Quant à Ludovic Lagarde, avec La Baraque de Aiat Fayez, et Shay Pitowski, avec God Waits at the Station, de Maya Arad), c’est aux nouvelles formes de guerre, telles le terrorisme, que leur théâtre aborde.
Chloé Moglia, artiste associée du Centquatre, y présente Aléas =3 du 10 au 15 février. Adepte du trapèze en suspension, « qui souligne le paradoxe de la force et de la fragilité et est un moyen efficace d’accroître l’intensité du vivant », elle est cette fois-ci accompagnée de huit acrobates dans un espace traversé « par des dizaines de mètres de fin cylindre d’acier. Un territoire aérien, implacable, parcouru par soixante à trois cents kilos de ‘masse féminine vivante’ ».
Saisir, un titre bref pour un spectacle audacieux dans la forme, sur un texte de Henri Michaux, mis en scène par Sarah Oppenheim et interprété par les acteurs Yann Collette et Fany Mary, accompagnés de Benjamin Havas au violoncelle et de Louise Dumas au dessin (du 16 au 22 février, programmation de la MC93 de Bobigny hors les murs au théâtre Le Colombier de Bagnolet). S’emparant de textes de Michaud sur sa pratique picturale (Mouvements, Saisir, Emergences-Résurgences), Sarah Oppenheim poursuit sa « recherche sur les rencontres, heurts, prolongements du geste et de l’image, sur la formation de scénographies mouvantes créées par les corps en mouvement au fil de la représentation ».
Œuvre évolutive depuis la création de sa première partie en 2004, de la seconde en 2007 et sous sa forme actuelle en 2014, Empty Moves (Parts I, II & III) d’Angelin Preljocaj est au théâtre de la Ville du 17 au 27 février.
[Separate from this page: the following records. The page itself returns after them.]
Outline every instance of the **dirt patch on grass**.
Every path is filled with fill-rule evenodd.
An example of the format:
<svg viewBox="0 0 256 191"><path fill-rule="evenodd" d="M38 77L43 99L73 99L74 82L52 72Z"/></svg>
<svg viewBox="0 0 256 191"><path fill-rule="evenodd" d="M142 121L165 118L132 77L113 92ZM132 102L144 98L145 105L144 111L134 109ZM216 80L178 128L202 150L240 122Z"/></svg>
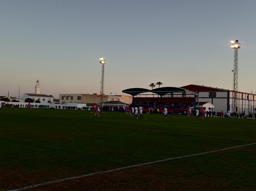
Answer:
<svg viewBox="0 0 256 191"><path fill-rule="evenodd" d="M255 188L230 185L218 174L197 174L180 169L170 171L158 165L147 165L52 183L26 190L43 191L242 191ZM35 171L1 171L1 190L17 189L56 180L58 173ZM70 174L67 172L66 177ZM62 175L63 176L63 174ZM26 180L26 181L24 181ZM4 187L3 187L4 185Z"/></svg>

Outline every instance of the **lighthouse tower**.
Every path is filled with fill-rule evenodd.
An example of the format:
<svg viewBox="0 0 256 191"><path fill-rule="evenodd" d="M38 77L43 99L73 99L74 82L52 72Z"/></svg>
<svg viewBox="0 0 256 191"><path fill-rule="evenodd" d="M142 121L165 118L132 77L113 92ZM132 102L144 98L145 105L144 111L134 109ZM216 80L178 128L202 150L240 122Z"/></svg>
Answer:
<svg viewBox="0 0 256 191"><path fill-rule="evenodd" d="M35 83L35 94L40 94L40 85L39 85L39 81L38 80Z"/></svg>

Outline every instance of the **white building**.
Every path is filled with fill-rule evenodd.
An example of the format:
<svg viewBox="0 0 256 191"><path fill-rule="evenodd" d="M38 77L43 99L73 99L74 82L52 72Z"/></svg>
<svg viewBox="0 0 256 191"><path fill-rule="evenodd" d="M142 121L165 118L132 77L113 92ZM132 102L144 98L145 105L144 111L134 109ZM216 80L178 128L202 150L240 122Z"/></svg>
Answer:
<svg viewBox="0 0 256 191"><path fill-rule="evenodd" d="M40 101L41 103L51 103L53 102L53 96L50 95L45 95L44 94L24 94L23 97L21 98L23 100L26 100L27 98L31 98L34 101L36 100Z"/></svg>
<svg viewBox="0 0 256 191"><path fill-rule="evenodd" d="M97 94L60 94L59 103L100 103L101 95ZM126 104L130 104L132 101L132 97L125 95L103 95L102 102L110 101L117 101Z"/></svg>
<svg viewBox="0 0 256 191"><path fill-rule="evenodd" d="M35 94L40 94L40 85L39 85L39 81L38 80L35 83Z"/></svg>

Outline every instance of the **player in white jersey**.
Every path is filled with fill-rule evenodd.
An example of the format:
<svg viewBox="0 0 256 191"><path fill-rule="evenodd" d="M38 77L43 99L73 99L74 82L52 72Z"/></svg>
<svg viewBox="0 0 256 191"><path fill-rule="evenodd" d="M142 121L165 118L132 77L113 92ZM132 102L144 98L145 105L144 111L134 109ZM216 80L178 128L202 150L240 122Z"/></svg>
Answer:
<svg viewBox="0 0 256 191"><path fill-rule="evenodd" d="M167 118L167 114L168 112L167 112L167 108L165 108L163 110L163 114L164 114L164 116L166 117L166 119Z"/></svg>
<svg viewBox="0 0 256 191"><path fill-rule="evenodd" d="M138 108L137 108L137 107L135 107L134 109L135 110L135 117L136 119L138 119Z"/></svg>
<svg viewBox="0 0 256 191"><path fill-rule="evenodd" d="M144 118L143 114L142 114L142 111L143 111L143 108L140 106L139 108L139 109L140 109L140 118L141 118L142 117L142 118Z"/></svg>

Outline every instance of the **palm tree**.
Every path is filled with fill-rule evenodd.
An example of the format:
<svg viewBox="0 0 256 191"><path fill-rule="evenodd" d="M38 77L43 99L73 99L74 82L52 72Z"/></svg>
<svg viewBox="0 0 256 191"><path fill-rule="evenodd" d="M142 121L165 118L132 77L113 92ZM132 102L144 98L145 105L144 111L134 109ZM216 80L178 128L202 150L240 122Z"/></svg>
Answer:
<svg viewBox="0 0 256 191"><path fill-rule="evenodd" d="M161 82L157 82L156 83L156 85L158 85L158 88L160 88L160 85L163 85L163 83ZM159 95L158 95L158 97L159 97Z"/></svg>
<svg viewBox="0 0 256 191"><path fill-rule="evenodd" d="M152 88L152 89L153 89L153 88L154 88L156 87L156 85L154 85L154 83L151 83L149 86L149 87L151 87ZM153 97L154 97L154 93L152 93L153 94Z"/></svg>
<svg viewBox="0 0 256 191"><path fill-rule="evenodd" d="M157 85L158 85L158 88L160 88L160 85L162 85L163 84L163 83L162 82L157 82L156 84Z"/></svg>

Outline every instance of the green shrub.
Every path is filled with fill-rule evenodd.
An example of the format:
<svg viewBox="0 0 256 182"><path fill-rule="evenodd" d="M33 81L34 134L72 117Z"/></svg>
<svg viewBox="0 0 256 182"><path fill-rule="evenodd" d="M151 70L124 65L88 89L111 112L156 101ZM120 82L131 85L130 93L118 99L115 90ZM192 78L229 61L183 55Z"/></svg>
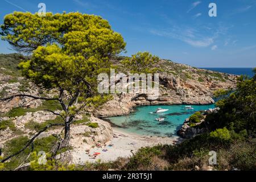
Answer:
<svg viewBox="0 0 256 182"><path fill-rule="evenodd" d="M196 112L189 117L189 121L193 123L200 123L204 118L200 112Z"/></svg>
<svg viewBox="0 0 256 182"><path fill-rule="evenodd" d="M25 115L27 110L23 107L13 108L7 113L7 116L10 118Z"/></svg>
<svg viewBox="0 0 256 182"><path fill-rule="evenodd" d="M143 147L130 159L126 168L128 170L146 169L151 163L152 158L161 154L160 146Z"/></svg>
<svg viewBox="0 0 256 182"><path fill-rule="evenodd" d="M75 125L84 125L85 123L88 123L88 122L90 122L90 119L88 118L84 118L82 119L75 121L74 122Z"/></svg>
<svg viewBox="0 0 256 182"><path fill-rule="evenodd" d="M229 140L231 139L231 135L229 131L224 127L223 129L217 129L210 133L210 137L220 140Z"/></svg>
<svg viewBox="0 0 256 182"><path fill-rule="evenodd" d="M204 79L203 79L201 77L199 77L199 78L198 78L198 81L199 81L199 82L204 82Z"/></svg>
<svg viewBox="0 0 256 182"><path fill-rule="evenodd" d="M196 126L196 125L193 123L189 123L188 126L189 126L190 127L195 127Z"/></svg>
<svg viewBox="0 0 256 182"><path fill-rule="evenodd" d="M98 127L98 125L97 123L88 123L86 125L93 129L96 129L96 128Z"/></svg>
Rappel des faits : la chorégraphie s’inspire et part de la conférence Empty Words donnée par John Cage à Milan en 1977, où sa lecture du texte d’Henry David Thoreau, La Désobéissance civile, se transforme en poésie sonore malgré les invectives du public. De la même façon, Angelin Preljocaj travaille sur la construction et la déconstruction de schémas chorégraphiques qui ont pour seule constante, le mouvement, inlassablement reconduit et porté par un quatuor de danseurs.